Because of the center’s focus on healthy desert wildlife, it has a close relationship with the Bureau of Land Management and the National Park Service, the federal agencies charged with maintaining the area’s habitat. A couple of years ago, BLM officials approached Presch to ask if he’d be interested in studying the status of the Mojave fringe-toed lizard (U. scorpia Cope).
“There wasn’t any consistency in the current data, and they wanted to know whether the lizards were still there and what the population size was,” says Presch. “They also were interested in the effect motorized recreation was having on the lizard.”

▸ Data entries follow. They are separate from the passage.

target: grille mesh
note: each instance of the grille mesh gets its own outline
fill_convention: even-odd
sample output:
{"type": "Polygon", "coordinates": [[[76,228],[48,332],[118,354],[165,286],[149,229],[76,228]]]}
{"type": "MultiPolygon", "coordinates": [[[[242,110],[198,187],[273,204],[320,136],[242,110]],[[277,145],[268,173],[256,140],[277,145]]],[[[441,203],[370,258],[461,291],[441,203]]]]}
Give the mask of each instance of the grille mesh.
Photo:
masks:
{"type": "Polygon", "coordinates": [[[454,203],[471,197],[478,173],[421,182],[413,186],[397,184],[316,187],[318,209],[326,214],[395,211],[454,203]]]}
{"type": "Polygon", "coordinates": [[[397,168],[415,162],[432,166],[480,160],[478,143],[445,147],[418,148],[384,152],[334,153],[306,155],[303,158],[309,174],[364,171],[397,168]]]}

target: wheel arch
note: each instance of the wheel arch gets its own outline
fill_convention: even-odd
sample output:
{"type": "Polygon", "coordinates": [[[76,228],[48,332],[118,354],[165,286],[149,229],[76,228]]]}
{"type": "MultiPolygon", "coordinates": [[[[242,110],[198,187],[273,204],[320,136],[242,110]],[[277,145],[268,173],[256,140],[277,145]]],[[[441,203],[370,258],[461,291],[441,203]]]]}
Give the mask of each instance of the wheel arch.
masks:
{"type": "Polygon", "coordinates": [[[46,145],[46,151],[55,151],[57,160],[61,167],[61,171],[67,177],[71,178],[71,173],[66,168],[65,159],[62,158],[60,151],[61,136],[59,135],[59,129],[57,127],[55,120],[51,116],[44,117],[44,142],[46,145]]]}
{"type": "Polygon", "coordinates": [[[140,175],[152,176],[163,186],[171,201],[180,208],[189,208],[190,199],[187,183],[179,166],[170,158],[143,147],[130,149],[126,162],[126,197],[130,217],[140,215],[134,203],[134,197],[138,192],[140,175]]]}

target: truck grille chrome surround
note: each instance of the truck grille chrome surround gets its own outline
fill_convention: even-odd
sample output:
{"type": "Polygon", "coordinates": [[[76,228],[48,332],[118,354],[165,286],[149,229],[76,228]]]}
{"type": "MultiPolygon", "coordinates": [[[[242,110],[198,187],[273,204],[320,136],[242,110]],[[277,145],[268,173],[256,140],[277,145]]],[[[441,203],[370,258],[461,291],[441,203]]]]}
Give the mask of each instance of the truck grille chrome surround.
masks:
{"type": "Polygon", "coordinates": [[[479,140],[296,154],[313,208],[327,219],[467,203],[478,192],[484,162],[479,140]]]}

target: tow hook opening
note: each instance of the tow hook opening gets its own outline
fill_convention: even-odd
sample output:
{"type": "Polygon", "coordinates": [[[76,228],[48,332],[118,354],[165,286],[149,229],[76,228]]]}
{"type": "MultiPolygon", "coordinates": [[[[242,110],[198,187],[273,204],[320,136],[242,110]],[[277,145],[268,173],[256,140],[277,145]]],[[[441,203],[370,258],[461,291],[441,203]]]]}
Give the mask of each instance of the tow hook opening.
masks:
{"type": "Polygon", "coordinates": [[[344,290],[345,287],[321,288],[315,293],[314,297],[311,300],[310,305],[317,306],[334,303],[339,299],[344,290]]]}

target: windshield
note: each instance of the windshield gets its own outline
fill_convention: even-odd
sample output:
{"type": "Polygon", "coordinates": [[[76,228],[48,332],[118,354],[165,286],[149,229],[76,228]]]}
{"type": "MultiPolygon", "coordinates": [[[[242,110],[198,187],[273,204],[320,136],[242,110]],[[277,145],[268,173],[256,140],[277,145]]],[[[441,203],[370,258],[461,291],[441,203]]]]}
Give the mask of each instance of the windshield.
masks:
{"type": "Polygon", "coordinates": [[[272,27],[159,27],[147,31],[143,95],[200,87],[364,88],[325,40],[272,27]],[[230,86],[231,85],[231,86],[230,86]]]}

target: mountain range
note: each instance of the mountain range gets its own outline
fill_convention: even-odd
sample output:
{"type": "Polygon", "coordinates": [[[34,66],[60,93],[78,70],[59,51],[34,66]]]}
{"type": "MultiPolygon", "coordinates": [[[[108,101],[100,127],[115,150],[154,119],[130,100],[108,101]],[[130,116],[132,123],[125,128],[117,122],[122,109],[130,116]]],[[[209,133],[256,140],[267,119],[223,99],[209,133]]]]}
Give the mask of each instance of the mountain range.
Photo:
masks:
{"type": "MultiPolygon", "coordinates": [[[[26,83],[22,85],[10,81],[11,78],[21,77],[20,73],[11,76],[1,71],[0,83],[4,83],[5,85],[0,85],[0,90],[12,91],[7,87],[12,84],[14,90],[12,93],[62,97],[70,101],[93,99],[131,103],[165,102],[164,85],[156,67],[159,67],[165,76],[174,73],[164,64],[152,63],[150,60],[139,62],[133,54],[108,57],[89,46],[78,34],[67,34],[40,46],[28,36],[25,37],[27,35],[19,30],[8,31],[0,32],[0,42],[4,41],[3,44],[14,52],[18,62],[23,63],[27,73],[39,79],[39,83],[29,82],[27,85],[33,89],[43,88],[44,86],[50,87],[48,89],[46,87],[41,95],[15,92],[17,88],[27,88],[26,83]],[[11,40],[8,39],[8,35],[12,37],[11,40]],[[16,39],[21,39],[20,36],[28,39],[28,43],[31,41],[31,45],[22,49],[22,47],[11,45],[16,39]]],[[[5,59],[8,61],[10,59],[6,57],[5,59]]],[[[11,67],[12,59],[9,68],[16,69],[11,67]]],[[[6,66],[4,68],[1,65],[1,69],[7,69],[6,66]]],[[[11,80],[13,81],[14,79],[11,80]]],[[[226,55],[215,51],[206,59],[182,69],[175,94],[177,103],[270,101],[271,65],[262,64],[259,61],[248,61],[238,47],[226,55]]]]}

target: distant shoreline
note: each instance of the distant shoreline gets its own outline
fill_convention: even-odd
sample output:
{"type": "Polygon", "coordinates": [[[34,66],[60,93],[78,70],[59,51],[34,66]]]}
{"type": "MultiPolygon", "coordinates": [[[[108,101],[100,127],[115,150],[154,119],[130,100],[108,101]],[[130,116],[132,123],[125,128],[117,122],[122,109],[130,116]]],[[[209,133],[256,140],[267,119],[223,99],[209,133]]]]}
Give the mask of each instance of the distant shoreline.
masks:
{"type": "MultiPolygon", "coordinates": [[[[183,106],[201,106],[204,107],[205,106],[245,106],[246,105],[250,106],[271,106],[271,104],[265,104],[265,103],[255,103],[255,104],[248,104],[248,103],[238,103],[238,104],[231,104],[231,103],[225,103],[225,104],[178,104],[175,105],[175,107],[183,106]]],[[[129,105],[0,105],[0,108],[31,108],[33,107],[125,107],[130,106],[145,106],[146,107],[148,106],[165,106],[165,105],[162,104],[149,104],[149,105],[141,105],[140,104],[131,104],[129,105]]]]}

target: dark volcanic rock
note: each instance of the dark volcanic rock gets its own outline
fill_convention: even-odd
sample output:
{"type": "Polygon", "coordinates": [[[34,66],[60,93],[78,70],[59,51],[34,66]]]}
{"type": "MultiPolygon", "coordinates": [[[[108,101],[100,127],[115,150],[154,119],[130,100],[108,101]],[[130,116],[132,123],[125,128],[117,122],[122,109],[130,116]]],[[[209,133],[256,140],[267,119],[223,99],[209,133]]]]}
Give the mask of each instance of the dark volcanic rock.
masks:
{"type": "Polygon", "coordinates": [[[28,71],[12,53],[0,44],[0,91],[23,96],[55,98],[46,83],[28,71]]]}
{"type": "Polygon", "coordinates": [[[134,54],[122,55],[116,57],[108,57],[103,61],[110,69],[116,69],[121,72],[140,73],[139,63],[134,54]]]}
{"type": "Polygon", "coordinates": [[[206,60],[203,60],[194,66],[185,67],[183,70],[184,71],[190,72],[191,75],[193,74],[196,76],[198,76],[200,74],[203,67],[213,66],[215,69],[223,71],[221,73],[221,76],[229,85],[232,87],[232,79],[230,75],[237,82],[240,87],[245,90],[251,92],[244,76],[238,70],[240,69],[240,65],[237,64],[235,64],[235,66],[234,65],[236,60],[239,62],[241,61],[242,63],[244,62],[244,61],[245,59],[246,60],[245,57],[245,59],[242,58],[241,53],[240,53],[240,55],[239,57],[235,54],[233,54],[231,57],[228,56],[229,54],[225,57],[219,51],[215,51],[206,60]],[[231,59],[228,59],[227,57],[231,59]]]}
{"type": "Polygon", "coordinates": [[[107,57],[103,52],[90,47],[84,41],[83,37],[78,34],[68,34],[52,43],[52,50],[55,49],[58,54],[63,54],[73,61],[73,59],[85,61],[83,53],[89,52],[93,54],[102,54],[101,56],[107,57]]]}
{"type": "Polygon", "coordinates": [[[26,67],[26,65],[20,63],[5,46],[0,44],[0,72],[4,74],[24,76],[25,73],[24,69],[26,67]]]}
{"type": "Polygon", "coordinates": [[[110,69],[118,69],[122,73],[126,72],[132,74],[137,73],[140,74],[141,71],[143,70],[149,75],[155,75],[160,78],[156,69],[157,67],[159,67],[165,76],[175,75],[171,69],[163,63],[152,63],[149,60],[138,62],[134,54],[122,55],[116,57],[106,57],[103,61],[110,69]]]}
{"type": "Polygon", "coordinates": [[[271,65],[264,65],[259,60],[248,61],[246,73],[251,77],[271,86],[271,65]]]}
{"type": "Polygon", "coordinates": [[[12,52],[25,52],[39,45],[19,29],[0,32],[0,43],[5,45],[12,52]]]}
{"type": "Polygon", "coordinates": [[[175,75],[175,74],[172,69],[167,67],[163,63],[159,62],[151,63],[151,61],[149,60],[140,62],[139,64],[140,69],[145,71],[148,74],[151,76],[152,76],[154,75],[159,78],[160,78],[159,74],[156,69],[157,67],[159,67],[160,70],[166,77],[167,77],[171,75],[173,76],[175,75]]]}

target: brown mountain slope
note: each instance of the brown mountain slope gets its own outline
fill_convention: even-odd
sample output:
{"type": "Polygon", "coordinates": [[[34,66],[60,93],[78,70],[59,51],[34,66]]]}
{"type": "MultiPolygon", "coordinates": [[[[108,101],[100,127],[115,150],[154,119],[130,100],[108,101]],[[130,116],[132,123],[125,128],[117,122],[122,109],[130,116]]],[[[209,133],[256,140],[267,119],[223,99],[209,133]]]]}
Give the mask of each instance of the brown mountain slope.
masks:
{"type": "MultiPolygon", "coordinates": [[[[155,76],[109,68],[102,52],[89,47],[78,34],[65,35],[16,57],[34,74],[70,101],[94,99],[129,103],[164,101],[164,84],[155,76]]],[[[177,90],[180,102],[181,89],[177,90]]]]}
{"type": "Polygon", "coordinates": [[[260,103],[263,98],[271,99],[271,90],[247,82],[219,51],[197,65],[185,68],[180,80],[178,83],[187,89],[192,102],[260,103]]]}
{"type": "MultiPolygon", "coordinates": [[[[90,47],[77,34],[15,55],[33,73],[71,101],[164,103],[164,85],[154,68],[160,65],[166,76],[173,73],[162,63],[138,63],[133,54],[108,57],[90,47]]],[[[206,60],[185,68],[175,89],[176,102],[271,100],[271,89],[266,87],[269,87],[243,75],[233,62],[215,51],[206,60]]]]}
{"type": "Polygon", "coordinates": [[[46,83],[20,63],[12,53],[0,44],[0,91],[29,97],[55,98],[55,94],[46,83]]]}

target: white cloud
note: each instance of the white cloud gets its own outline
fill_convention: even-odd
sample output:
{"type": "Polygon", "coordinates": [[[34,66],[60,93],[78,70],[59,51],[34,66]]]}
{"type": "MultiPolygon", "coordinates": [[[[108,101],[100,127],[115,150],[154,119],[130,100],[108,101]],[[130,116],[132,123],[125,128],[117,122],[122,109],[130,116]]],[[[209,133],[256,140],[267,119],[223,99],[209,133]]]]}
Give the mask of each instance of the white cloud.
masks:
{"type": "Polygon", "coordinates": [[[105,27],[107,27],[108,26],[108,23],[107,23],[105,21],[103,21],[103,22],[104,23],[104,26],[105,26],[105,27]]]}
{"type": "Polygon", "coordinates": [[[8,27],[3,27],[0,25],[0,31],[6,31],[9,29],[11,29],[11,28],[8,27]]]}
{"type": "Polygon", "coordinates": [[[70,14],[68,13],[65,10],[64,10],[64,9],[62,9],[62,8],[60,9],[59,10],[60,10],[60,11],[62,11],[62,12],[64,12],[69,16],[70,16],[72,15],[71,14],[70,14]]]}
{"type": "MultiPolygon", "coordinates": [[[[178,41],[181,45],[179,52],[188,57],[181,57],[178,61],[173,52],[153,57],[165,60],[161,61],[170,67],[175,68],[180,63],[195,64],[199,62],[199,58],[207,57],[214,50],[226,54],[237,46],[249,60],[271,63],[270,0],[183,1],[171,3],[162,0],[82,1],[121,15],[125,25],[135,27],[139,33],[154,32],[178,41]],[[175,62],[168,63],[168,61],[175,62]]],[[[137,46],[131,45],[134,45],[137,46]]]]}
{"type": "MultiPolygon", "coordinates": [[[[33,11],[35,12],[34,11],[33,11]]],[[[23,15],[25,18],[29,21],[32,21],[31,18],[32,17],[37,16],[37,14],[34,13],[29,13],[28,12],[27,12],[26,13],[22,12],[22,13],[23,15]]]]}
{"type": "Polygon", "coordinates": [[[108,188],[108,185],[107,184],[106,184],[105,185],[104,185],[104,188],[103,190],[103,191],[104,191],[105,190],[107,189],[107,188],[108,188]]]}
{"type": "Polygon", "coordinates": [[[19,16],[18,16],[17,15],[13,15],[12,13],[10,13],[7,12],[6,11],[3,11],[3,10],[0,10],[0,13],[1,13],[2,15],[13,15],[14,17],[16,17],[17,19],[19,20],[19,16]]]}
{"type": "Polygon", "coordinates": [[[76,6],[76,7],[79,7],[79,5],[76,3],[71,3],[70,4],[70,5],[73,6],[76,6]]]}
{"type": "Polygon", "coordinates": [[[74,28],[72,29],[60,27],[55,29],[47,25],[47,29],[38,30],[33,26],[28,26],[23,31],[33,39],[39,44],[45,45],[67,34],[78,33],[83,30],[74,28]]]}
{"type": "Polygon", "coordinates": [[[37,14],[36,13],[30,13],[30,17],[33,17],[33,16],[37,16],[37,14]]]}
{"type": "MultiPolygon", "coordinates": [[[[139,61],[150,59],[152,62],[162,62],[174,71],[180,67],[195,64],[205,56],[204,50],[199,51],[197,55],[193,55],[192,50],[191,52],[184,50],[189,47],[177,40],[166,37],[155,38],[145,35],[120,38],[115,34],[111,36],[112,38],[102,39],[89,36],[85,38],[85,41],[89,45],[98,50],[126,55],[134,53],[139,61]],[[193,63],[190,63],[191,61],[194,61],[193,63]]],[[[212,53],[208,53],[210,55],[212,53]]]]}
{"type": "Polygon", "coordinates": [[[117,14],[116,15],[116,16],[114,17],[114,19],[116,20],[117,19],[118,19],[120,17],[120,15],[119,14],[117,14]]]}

The federal agency has awarded $47,150 as part of a five-year grant to document the lizards’ home turf and how well it’s shared with those who enjoy the wide open, sandy spaces the desert offers users of off-highway vehicles (OHVs), a group referred to as “sand people.”
“Environmentalists are concerned that these OHV riders in the sand dunes are a detriment to the lizard,” says Presch. “And, the question in my mind, through my 32 years of experience, was whether or not the lizard was living throughout the entire range in which ‘sand people’ recreate. These lizards are very specific in their habitat, and their numbers seem to be dropping.”
The lizards skillfully manage existence within the hot desert and, Presch says, there must be a number of factors in place in order for them to make their homes. “They live near particular types of plants, and the gravel cannot be too large.” The lizards also have a restricted season where they come out to be observed, and are active only from April to mid-July. “If it’s above 120 degrees Fahrenheit, it’s too hot for them, so they go down and burrow back into a hole. They prefer the sand to be about 95 degrees, so you can set out on a nice June day to observe them … but if the temperature is 90 degrees by 8 in the morning, you better be there, because the sand temperature will be up to 165 degrees by 10:30 a.m.”
Presch and his five-member team, which includes an undergraduate student, two of his former graduate students and a colleague also interested in lizards, are studying the parks both in Death Valley and the Mojave Desert National Preserve. “In the first year of this study [2005], we covered 162 square kilometers. We’ve been able to define the habitat in great detail and eliminated some of the areas we previously thought the lizards might be.”
The team is comparing land that is open to the public and used by “sand people” to the areas in the Mojave National Preserve and in Death Valley, which are closed to OHV riders. “Of course, in this restricted area, the dunes are in wilderness, which makes the research even more difficult,” says Presch, but he likes the challenge. “My laboratory is in the environment, out in the real world.”
The concern for the desert environment and the effect of off-road recreation is not a new one, and Presch’s work is designed to create data that will help officials create both a home and a playground for both reptile and human. A popular belief is that damage caused by OHVs may include trampling of vegetation that provides shelter from the heat for the fringe-toed lizards, and perhaps the death and maiming of fleeing or buried lizards and destruction of their underground eggs, said Presch. Part of the concern is that local populations of the lizards will continue to decline as they become more isolated from the damage created by OHVs and will not reproduce. Presch noted that the work is designed to examine these ideas.
“This is a big problem in the desert because riding OHVs is one form of recreation that can be done in the desert, and as the number of people who can afford the sport increases, they need to have a place to go,” says Presch. “So we need to know more about the habitat and manage it so that the lizard can have its land to run around in and ‘sand people’ can have their land to run around in.”